Ted Haggard in the Pulpit Again


Ted Haggard -- the disgraced figure of the religious right from Colorado Springs -- has returned to the pulpit:

Earlier this month, a guest took the pulpit at Open Bible Fellowship in Morrison, Ill., a 350-member church surrounded by cornfields. The speaker was an insurance salesman from Colorado named Ted Haggard.

The former superstar pastor, disgraced two years ago in a sex-and-drugs scandal, had returned — this time as a Christian businessman preaching a message that was equal parts contrition and defiance. Haggard linked his fall to being molested in second grade and apologized again.

His two sermons were posted, fleetingly, on Haggard's Web site under one word: "Alive!"
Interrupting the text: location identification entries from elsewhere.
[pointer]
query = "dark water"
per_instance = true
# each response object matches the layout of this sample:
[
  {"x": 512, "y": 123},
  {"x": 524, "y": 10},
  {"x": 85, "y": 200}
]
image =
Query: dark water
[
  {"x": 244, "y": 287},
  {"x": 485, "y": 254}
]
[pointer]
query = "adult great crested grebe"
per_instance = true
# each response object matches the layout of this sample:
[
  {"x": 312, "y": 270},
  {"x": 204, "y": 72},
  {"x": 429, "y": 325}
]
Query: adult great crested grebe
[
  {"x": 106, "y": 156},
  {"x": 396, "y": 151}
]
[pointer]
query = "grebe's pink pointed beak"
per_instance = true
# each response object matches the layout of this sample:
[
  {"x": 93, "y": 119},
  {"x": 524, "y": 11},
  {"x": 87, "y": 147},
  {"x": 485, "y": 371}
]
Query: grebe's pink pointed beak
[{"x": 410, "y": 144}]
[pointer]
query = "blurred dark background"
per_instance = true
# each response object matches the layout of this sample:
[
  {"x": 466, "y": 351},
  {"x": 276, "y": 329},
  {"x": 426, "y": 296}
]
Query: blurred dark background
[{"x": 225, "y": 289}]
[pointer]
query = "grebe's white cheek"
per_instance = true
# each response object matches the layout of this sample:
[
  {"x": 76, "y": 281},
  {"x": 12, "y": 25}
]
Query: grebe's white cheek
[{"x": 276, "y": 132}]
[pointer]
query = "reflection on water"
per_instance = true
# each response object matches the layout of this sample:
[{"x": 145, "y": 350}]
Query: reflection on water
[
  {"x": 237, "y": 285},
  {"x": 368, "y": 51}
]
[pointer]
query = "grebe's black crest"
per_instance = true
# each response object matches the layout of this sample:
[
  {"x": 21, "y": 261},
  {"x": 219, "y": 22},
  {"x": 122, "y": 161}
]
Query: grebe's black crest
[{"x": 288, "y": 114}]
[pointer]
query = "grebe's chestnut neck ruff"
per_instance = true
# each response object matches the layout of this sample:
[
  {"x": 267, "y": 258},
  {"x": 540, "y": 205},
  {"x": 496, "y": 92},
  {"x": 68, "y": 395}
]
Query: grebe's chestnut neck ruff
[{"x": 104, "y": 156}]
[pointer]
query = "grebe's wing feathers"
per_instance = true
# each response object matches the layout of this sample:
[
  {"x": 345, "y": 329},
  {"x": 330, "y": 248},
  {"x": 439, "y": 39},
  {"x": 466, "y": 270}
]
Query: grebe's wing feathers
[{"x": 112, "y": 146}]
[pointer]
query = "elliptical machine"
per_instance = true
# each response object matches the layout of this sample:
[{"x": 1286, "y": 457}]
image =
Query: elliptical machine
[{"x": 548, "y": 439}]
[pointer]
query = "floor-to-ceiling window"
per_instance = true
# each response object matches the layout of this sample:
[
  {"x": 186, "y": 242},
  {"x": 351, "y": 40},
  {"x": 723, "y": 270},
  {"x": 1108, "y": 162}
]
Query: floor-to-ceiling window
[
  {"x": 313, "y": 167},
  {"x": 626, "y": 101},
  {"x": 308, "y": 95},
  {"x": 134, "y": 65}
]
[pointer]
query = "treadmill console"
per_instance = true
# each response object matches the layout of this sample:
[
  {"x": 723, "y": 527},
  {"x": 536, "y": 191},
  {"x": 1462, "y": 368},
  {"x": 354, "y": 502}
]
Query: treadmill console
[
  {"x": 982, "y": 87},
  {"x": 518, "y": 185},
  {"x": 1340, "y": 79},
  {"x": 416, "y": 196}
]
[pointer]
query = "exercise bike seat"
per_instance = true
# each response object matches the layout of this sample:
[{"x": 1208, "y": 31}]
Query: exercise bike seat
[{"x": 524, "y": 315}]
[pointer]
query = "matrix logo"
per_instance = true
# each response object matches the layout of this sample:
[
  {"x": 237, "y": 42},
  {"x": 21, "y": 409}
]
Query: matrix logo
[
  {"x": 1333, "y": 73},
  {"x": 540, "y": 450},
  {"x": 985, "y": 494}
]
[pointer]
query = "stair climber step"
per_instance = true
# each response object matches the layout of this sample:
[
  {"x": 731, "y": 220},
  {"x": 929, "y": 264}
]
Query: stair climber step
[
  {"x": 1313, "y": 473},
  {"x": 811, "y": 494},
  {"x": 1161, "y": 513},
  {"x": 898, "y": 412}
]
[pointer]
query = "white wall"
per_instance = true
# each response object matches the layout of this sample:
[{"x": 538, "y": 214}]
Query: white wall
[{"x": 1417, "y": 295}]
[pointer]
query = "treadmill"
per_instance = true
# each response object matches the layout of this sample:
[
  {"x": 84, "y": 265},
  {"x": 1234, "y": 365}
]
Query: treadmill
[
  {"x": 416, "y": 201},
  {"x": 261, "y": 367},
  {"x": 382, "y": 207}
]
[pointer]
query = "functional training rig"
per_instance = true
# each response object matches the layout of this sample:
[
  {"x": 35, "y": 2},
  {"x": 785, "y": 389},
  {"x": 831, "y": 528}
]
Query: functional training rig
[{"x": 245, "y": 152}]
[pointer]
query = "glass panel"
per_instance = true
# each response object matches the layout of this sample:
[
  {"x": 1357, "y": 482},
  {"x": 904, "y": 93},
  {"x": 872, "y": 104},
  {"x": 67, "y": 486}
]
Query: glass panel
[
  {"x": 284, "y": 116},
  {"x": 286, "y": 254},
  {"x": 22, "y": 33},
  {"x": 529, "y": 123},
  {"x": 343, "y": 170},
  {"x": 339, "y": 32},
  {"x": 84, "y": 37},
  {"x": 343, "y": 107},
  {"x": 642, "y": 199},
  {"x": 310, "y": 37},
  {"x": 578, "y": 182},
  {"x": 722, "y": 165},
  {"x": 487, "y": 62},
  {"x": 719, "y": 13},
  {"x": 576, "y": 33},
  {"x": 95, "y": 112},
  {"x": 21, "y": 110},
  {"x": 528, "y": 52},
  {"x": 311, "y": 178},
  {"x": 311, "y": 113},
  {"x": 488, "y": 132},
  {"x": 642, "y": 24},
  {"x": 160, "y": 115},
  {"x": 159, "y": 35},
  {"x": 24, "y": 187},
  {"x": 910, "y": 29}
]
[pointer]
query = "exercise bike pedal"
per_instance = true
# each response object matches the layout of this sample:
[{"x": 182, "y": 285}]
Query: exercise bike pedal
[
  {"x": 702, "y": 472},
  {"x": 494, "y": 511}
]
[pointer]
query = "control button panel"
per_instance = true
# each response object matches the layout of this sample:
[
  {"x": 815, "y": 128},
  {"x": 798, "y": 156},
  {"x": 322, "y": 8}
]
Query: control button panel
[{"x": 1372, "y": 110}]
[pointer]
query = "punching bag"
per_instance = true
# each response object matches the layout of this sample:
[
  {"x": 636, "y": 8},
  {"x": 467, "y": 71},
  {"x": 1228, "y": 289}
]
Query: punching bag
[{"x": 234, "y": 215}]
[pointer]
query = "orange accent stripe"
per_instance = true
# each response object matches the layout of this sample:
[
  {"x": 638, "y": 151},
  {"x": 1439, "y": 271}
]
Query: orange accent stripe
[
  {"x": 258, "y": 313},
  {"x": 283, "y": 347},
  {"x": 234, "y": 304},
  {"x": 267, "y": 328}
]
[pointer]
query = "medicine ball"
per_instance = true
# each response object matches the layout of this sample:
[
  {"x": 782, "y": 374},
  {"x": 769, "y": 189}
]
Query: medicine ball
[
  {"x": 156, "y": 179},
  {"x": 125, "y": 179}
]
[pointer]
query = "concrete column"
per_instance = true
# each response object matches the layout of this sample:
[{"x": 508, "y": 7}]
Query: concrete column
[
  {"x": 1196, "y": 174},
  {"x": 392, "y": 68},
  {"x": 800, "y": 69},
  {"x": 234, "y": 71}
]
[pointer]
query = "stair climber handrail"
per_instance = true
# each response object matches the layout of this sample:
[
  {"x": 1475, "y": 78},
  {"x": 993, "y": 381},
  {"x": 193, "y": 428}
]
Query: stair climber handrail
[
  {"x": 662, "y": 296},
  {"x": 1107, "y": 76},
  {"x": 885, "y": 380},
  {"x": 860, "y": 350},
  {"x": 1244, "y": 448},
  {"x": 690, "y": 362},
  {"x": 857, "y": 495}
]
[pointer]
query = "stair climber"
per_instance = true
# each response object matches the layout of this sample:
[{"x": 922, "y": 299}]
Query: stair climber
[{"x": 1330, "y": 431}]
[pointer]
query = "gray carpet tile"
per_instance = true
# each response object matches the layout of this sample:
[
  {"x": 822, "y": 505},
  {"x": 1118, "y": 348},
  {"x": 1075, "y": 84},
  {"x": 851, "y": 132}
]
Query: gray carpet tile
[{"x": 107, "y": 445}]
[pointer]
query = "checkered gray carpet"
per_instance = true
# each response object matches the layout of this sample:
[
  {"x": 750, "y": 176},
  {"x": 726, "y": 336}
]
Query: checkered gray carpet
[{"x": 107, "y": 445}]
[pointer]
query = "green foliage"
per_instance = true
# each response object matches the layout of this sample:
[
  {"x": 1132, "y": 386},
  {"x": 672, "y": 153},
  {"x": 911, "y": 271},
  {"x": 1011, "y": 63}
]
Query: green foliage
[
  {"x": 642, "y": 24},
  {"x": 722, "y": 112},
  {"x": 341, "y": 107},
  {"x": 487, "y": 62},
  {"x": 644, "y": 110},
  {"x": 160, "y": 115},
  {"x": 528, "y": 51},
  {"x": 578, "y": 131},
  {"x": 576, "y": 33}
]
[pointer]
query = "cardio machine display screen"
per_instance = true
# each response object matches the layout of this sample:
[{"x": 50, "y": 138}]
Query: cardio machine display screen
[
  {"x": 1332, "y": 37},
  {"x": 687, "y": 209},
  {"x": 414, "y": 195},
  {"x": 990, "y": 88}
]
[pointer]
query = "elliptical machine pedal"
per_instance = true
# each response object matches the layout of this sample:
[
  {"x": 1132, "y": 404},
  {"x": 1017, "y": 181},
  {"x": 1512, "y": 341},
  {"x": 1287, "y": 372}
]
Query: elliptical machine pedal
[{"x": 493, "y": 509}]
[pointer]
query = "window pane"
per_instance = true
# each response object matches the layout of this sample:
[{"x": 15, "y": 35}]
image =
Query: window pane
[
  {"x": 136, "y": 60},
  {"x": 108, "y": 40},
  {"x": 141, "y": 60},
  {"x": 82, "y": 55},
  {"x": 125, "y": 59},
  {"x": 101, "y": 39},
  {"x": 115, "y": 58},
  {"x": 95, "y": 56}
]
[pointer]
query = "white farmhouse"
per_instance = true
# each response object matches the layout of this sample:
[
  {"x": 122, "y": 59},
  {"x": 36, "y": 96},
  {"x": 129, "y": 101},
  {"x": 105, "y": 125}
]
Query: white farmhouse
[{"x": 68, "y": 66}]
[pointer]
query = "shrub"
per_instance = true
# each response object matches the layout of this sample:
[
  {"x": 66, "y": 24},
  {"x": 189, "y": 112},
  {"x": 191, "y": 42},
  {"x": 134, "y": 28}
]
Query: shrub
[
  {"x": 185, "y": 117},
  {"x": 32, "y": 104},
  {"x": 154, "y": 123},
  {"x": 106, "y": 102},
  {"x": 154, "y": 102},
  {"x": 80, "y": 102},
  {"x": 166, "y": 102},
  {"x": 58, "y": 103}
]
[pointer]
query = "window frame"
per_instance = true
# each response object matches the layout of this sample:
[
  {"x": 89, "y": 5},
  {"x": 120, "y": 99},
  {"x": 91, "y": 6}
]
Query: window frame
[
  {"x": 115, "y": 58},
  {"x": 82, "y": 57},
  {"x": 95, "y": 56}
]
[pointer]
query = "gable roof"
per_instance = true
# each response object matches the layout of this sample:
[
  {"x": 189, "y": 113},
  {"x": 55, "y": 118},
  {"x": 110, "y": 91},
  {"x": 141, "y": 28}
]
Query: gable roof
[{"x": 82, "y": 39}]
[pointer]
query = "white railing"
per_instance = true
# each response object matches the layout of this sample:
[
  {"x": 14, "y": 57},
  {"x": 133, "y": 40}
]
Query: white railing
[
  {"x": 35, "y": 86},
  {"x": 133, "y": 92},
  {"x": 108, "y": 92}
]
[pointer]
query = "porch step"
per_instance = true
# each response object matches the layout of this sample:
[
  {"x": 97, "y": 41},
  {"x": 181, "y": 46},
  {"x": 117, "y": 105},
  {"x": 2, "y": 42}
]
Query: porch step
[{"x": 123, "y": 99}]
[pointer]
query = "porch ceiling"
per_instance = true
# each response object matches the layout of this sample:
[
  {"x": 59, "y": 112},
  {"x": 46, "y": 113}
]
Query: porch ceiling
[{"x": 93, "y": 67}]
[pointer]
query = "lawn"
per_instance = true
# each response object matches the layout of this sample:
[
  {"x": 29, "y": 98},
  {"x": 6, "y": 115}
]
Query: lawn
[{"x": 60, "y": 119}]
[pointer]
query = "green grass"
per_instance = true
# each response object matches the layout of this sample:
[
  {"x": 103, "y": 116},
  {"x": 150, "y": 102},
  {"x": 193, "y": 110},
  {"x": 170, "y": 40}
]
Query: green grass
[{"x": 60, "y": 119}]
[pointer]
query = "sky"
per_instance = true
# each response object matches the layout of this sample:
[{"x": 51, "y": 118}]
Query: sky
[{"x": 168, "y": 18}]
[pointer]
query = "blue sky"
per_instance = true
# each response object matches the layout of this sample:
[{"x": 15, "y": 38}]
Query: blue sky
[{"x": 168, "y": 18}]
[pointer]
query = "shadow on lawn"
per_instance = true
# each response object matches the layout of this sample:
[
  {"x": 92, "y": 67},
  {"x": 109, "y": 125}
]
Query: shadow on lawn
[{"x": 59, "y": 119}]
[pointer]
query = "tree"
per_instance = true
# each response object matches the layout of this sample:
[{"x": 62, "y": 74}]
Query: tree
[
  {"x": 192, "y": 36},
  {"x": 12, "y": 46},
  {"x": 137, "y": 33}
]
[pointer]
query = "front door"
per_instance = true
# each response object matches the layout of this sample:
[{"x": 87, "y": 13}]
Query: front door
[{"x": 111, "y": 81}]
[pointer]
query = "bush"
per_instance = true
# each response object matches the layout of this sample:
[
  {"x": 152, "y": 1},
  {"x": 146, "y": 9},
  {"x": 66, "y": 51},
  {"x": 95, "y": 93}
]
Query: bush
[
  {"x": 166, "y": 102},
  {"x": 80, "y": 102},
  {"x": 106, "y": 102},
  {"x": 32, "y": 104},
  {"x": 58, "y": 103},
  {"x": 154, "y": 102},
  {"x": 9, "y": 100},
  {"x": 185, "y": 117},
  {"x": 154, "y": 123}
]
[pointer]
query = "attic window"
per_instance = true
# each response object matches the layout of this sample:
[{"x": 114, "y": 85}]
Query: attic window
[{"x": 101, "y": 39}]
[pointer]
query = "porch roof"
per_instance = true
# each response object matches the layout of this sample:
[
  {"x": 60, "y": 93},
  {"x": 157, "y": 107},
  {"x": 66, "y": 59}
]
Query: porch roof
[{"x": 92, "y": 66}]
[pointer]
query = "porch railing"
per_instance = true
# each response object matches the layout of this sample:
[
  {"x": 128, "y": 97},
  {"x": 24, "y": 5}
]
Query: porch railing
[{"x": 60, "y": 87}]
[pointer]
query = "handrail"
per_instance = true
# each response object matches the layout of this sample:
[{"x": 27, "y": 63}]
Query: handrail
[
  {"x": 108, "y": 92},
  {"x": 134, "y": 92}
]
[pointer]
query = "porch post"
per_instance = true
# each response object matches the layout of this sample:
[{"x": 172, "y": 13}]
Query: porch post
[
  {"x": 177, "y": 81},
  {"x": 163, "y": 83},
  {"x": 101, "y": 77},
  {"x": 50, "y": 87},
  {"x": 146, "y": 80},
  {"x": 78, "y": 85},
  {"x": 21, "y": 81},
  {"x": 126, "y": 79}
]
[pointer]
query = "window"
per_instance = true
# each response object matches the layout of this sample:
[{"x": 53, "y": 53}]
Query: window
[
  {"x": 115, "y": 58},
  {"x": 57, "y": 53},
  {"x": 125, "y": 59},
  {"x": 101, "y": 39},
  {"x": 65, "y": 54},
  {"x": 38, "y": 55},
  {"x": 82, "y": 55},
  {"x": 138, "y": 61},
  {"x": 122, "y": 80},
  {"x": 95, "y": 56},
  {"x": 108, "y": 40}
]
While his exact plans remain unclear, Haggard is unmistakably making himself a public figure again, nine months after his former church said he walked away from an oversight process meant to restore him.
Christian ethics are impossible to practice. Jesus explicitly demands that a person renounce all the values that make life on earth possible: reason, wealth, planning, pleasure, justice, and more. As a result, the worst kind of power-lusting fakers -- like Ted Haggard -- are sure to rise to the heights of power. Only they can maintain the necessary fraud. And like his disgraced predecessors, Ted Haggard can't seem to let go of his once-great power to bend people to his dishonest will.